“Every woman adores a Fascist”: National trauma in Sylvia Plath’s “Daddy”

Document Type : مقالات بحوث مبتکرة

Author

Master’s Student, Department of English, Faculty of Al-Alsun (Languages), Minia University, Egypt

Abstract

This paper explores how the personal trauma of Sylvia Plath, as manifested in her poem “Daddy,” spiraled into a national one, shedding light on her tumultuous relationship with her father, mother, husband, and the Nazis. It also examines the intersection between trauma and memory against the backdrop of psychological theories expounded in the works of Sigmund Freud, Cathy Caruth, and Pierre Nora. Freud wrote extensively about trauma in Beyond the Pleasure Principle (1961); Caruth discussed the theory of trauma in her book Unclaimed Experience: Trauma, Narrative, and History (1996).

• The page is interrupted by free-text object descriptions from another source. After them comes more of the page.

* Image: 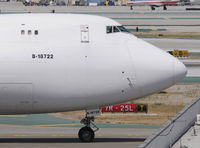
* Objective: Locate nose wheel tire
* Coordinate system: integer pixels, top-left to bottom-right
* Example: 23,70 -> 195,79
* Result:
78,127 -> 95,142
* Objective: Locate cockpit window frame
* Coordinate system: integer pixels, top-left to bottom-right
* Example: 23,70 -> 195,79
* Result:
106,26 -> 113,34
106,25 -> 130,34
113,26 -> 120,33
117,26 -> 130,33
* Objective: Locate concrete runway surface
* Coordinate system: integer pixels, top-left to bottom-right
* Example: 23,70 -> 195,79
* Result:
1,4 -> 200,32
0,115 -> 157,148
144,38 -> 200,51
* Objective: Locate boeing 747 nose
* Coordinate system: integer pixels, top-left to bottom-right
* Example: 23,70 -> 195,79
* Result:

Nora elaborated on how memory is associated with the sites of memories in his book Les Lieux de Mémoire (Sites of Memory) (1996). The paper attempts to find answers to the following questions: how do trauma and memory stand at crossroads? What is the outcome of this junction? Where are the sites of memory in her poem? Why are they so significant? How does this intersection prove the national trauma? Furthermore, the paper examines the poetic techniques in “Daddy” and investigates how they are used to emphasize the poet’s sense of trauma and to guide readers to the sites of memory.